Where Are Pixels? – A Deep Learning Perspective

Matumio · on June 19, 2021

On a similar note: "How do I draw a sharp, single-pixel-wide line?", from the Cairo FAQ: https://www.cairographics.org/FAQ/#sharp_lines

TL;DR: always think of the upper left pixel's position as (0.5, 0.5).

threatripper · on June 19, 2021

> TL;DR: always think of the upper left pixel's position as (0.5, 0.5).

The position of the center of the pixel. That pixel goes from (0,0) to (1,1) and therefore the center is (0.5,0.5).

The image area goes from the upper left corner of the upper left pixel to the lower right corner of the lower right pixel.

The centers are shifted by half of a pixel versus a grid starting at 0 and ending at N-1.

When drawing a line you need to hit the center of the pixel you want to fill.

alok-g · on June 20, 2021

Good article.

I have spotted similar bugs too which become evident very quickly when working with smaller resolutions and likewise with a smaller number of grayscales.
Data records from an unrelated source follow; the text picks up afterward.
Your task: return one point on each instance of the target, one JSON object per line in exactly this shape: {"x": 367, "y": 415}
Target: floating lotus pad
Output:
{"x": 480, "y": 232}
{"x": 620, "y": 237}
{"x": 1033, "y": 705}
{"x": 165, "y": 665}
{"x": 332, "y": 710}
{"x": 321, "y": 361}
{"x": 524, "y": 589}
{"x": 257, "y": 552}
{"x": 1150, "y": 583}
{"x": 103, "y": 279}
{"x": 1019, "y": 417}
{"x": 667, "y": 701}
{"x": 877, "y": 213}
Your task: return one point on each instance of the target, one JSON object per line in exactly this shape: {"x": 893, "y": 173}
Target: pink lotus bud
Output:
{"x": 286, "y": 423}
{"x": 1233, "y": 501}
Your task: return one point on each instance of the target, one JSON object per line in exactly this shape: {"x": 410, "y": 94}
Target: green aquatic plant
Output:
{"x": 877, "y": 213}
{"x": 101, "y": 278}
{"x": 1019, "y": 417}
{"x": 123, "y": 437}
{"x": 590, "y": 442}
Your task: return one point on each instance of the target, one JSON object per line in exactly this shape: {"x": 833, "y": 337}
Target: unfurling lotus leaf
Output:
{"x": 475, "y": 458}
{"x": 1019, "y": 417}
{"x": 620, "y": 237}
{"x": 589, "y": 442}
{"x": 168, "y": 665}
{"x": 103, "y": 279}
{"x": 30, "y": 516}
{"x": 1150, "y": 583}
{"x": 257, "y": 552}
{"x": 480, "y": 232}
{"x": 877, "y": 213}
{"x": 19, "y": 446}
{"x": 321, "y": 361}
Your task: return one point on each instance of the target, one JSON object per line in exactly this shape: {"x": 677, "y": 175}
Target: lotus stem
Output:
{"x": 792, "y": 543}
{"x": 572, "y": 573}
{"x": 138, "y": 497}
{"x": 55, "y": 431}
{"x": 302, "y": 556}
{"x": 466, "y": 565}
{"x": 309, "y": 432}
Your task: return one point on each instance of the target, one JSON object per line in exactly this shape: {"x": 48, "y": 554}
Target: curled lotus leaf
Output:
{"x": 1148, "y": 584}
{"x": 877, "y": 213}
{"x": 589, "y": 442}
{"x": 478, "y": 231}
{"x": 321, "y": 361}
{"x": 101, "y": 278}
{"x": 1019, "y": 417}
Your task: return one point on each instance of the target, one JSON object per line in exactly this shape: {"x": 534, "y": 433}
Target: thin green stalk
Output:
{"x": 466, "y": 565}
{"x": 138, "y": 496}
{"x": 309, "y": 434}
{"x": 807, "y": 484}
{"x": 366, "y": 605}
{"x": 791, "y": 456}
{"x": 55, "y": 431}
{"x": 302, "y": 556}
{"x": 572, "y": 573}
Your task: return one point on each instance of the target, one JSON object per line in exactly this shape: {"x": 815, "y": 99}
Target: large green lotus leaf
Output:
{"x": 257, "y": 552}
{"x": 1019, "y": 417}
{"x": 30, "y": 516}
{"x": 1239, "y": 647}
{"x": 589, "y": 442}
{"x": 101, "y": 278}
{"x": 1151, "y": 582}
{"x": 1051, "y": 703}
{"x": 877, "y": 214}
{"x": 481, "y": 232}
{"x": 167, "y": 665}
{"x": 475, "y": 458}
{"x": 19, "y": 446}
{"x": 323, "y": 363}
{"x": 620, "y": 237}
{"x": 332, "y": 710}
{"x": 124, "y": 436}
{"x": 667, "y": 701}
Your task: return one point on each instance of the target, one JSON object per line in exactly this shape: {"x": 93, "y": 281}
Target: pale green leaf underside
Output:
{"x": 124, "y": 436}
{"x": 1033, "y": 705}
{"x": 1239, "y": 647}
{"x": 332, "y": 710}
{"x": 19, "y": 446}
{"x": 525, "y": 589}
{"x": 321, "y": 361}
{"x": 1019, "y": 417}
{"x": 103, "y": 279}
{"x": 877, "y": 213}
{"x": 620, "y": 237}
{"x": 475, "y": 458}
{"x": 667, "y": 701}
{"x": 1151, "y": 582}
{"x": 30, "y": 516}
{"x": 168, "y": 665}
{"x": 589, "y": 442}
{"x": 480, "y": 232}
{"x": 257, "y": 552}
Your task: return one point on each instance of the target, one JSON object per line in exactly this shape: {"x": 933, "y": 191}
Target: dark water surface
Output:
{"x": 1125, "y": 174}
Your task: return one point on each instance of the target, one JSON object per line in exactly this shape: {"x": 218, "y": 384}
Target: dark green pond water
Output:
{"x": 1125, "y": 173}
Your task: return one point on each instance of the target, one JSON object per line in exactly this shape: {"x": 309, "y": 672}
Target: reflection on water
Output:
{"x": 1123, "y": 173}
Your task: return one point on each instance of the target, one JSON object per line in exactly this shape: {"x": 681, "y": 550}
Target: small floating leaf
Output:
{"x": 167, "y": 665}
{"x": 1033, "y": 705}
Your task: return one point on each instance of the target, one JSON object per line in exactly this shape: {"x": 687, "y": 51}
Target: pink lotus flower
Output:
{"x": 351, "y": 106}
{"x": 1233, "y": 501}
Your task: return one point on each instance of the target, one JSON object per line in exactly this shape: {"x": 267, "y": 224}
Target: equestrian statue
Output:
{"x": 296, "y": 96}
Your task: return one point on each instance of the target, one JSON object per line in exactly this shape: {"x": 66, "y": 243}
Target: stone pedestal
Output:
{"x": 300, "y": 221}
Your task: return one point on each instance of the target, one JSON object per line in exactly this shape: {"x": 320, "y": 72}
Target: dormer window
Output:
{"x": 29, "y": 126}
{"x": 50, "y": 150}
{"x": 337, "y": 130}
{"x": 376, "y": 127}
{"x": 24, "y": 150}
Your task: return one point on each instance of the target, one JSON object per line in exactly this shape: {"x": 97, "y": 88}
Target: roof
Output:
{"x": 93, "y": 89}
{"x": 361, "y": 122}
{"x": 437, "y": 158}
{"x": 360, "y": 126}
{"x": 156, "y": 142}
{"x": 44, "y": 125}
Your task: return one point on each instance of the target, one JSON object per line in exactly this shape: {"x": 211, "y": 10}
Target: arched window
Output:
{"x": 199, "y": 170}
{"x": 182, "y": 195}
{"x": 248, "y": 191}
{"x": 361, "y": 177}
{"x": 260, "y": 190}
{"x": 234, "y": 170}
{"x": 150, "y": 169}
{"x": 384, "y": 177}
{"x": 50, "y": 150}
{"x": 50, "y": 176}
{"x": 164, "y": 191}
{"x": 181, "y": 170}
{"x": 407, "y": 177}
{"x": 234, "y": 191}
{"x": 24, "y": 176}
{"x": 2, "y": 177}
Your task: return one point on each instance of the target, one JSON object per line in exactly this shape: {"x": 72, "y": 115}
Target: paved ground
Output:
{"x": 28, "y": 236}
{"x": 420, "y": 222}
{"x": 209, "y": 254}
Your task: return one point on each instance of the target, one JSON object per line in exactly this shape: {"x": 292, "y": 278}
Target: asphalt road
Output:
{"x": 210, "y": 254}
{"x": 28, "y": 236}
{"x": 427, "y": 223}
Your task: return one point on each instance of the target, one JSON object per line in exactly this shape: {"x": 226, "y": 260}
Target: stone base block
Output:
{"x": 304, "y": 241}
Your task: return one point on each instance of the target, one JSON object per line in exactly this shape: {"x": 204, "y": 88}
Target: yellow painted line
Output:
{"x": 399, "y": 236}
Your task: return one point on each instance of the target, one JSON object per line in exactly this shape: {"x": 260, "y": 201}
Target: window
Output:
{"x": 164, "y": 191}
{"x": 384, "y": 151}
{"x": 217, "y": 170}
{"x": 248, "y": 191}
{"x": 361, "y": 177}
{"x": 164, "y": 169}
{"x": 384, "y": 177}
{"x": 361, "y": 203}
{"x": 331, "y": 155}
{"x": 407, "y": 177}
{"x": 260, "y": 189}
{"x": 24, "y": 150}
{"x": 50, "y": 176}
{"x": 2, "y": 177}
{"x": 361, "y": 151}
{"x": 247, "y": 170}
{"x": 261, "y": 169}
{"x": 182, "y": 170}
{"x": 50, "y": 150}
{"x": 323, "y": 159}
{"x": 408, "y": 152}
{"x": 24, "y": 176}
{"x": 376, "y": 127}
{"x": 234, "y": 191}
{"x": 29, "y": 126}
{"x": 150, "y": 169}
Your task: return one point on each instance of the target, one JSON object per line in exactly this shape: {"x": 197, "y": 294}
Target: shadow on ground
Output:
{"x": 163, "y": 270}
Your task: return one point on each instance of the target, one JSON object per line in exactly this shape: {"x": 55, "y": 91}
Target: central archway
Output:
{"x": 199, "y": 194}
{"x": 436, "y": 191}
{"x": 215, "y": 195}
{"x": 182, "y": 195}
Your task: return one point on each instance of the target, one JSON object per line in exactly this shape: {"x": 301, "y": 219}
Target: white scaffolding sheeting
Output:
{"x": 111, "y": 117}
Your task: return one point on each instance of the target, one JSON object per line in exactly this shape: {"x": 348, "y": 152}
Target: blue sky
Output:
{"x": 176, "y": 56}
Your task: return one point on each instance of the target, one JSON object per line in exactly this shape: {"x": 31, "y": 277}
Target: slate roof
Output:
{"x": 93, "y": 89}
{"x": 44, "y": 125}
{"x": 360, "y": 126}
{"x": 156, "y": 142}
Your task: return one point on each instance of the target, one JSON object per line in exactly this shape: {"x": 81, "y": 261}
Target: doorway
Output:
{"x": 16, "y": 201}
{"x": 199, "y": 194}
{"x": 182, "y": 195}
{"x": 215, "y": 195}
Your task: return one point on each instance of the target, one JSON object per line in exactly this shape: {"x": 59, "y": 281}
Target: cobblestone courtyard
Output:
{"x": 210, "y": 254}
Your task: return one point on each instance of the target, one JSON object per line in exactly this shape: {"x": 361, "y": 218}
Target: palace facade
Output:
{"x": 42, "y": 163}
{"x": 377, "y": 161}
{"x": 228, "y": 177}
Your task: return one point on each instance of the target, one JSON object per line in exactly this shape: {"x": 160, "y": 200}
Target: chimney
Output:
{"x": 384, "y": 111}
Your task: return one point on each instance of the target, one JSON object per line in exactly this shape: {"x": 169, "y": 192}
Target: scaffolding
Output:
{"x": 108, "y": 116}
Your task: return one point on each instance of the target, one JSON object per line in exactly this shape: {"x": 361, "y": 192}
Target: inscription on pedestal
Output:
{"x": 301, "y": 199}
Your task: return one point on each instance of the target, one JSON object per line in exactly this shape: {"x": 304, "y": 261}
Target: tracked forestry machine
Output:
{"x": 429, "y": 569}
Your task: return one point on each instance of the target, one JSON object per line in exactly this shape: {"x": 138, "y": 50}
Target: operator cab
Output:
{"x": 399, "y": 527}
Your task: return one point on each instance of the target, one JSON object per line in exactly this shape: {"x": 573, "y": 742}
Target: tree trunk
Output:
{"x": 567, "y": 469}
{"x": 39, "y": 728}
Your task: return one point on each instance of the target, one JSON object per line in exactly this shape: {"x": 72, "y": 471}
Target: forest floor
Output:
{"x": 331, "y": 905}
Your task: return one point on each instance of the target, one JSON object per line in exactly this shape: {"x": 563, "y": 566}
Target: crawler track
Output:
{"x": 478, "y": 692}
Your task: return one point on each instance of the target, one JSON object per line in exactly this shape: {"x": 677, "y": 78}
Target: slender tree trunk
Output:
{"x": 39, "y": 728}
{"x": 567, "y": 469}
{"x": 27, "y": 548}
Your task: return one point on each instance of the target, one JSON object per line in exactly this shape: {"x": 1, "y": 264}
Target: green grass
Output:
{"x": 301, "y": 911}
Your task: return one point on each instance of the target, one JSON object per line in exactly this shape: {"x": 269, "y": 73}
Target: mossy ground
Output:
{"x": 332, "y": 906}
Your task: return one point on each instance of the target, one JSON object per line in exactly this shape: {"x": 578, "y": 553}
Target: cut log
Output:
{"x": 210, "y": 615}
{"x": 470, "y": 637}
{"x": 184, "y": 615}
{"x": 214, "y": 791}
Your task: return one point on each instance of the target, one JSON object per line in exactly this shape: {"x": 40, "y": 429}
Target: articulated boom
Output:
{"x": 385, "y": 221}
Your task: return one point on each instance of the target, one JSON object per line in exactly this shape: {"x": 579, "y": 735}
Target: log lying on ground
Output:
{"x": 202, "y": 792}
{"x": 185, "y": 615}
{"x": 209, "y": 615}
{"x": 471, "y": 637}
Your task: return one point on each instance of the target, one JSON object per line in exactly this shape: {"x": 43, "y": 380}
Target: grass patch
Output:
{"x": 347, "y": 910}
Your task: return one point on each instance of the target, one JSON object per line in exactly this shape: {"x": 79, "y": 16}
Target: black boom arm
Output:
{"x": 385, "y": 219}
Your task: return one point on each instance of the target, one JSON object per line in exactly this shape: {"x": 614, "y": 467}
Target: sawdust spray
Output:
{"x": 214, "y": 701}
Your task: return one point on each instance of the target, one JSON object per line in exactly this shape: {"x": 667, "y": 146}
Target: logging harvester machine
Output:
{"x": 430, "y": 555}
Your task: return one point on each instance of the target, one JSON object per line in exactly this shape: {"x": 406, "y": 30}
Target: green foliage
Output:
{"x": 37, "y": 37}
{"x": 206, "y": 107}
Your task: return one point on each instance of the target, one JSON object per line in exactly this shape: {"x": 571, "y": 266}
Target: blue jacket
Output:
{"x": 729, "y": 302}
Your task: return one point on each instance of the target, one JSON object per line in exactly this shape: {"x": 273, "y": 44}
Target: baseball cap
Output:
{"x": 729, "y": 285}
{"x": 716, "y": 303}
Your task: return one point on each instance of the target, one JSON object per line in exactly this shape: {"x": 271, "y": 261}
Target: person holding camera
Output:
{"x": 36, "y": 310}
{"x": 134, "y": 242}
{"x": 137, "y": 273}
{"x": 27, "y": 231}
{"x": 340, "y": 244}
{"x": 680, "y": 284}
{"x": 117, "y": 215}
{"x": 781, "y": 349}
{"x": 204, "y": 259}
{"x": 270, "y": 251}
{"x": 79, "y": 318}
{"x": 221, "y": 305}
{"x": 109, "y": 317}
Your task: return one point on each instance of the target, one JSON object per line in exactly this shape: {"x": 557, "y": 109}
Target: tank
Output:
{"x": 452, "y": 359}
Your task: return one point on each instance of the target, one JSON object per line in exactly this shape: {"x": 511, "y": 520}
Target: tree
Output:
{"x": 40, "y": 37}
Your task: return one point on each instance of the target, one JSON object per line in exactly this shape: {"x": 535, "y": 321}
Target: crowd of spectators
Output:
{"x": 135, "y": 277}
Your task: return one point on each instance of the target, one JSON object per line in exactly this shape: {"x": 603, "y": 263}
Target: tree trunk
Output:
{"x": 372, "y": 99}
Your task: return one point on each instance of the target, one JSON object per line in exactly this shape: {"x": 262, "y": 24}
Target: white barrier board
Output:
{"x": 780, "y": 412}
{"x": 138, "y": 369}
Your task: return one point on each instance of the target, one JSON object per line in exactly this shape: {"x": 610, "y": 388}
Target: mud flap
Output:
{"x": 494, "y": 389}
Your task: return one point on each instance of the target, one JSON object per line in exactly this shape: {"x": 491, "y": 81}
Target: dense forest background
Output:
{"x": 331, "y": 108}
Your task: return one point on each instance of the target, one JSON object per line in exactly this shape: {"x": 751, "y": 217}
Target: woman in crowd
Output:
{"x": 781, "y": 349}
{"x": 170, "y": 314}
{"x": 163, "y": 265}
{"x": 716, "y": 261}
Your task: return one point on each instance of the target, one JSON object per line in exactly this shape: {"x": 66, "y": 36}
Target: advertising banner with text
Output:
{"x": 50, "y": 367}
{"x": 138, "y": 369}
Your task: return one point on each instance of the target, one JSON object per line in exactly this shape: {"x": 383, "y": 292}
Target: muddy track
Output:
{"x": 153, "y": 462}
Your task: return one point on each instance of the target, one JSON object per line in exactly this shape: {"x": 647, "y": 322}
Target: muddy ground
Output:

> We choose a H×W rectangular grid of points, from which we will draw samples.

An additional thing to keep in mind is how a camera capturing the image would be operating. It's not sampling in the true theoretical sense of picking points from a continuous signal. The pixels are of finite size, which makes the grid (2) as closer to the reality. There are additional complications for color images where the red, green and blue channels are integrating over different regions within the pixel area (see [A] for example). This makes the real grid as different from even (2) for different color channels. However, the math suggested by the author should not change still.

> It seems the mess is unique in the deep learning world.

The title, "Where Are Pixels? -- a Deep Learning Perspective", looks unjustified. What's presented is not a deep learning perspective. It applies generically.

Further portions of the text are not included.